Neurogenesis and multiple plasticity mechanisms enhance associative memory retrieval in a spiking network model of the hippocampus

TL;DR

This paper presents a large-scale, biologically plausible spiking neural network model of the hippocampus that demonstrates how neurogenesis and plasticity mechanisms improve associative memory encoding and retrieval.

Contribution

It is the first to model hippocampal memory with significantly more neurons and to investigate the role of neurogenesis in memory processes within such a model.

Findings

Neurogenesis maintains CA3 neuron recruitment per memory, aiding recent memory retrieval.

Plasticity models are crucial for effective memory encoding and retrieval.

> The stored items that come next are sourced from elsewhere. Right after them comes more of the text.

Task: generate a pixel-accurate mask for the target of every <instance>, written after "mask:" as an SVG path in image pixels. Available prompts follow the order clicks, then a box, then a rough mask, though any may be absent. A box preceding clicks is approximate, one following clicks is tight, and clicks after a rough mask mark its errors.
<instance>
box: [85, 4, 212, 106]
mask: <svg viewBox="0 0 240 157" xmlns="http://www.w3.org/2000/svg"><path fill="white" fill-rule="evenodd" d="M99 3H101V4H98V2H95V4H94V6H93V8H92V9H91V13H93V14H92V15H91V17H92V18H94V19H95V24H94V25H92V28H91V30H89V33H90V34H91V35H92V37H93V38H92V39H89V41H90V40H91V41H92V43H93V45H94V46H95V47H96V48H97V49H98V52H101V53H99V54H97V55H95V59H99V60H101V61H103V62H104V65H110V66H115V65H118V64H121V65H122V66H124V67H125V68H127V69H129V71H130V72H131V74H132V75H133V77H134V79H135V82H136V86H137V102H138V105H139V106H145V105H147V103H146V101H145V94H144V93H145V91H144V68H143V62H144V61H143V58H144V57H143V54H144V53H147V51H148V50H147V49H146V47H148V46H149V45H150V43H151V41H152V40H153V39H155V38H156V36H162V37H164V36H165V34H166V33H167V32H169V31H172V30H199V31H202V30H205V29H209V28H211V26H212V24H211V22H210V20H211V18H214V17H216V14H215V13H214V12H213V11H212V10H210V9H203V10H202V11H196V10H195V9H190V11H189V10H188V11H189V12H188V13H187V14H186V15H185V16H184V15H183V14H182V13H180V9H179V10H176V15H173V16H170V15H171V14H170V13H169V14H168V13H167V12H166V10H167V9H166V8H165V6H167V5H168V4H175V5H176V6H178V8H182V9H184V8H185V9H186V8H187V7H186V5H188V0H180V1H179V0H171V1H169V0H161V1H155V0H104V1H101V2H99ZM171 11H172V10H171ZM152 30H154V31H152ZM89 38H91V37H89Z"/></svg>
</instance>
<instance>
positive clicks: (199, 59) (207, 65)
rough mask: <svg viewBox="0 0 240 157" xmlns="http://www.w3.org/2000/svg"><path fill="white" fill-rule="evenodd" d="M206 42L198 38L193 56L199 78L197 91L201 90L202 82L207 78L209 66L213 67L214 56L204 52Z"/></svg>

Structural plasticity is necessary for memory function when the network is overloaded.

Abstract

Hippocampal CA3 is crucial for the formation of long-term associative memory. It has a heavily recurrent connectivity, and memories are thought to be stored as memory engrams in the CA3. However, despite its importance for memory storage and retrieval, spiking network models of the CA3 to date are relatively small-scale, and exist as only proof-of-concept models. Specifically, how neurogenesis in the dentate gyrus affects memory encoding and retrieval in the CA3 is not studied in such spiking models. Our work is the first to develop a biologically plausible spiking neural network model of hippocampal memory encoding and retrieval, with at least an order-of-magnitude more neurons than previous models. It is also the first to investigate the effect of neurogenesis on CA3 memory encoding and retrieval. Using such a model, we first show that a recently developed plasticity model is crucial for good encoding and retrieval. Next, we show how neural properties related to neurogenesis and neuronal death enhance storage and retrieval of associative memories in the CA3. In particular, we show that without neurogenesis, increasing number of CA3 neurons are recruited by each new memory stimulus, resulting in a corresponding increase in inhibition and poor memory retrieval as more memories are encoded. Neurogenesis, on the other hand, maintains the number of CA3 neurons recruited per stimulus, and enables the retrieval of recent memories, while forgetting the older ones. Our model suggests that structural plasticity (provided by neurogenesis and apoptosis) is required in the hippocampus for memory encoding and retrieval when the network is overloaded; synaptic plasticity alone does not suffice. The above results are obtained from an exhaustive study in the different plasticity models and network parameters.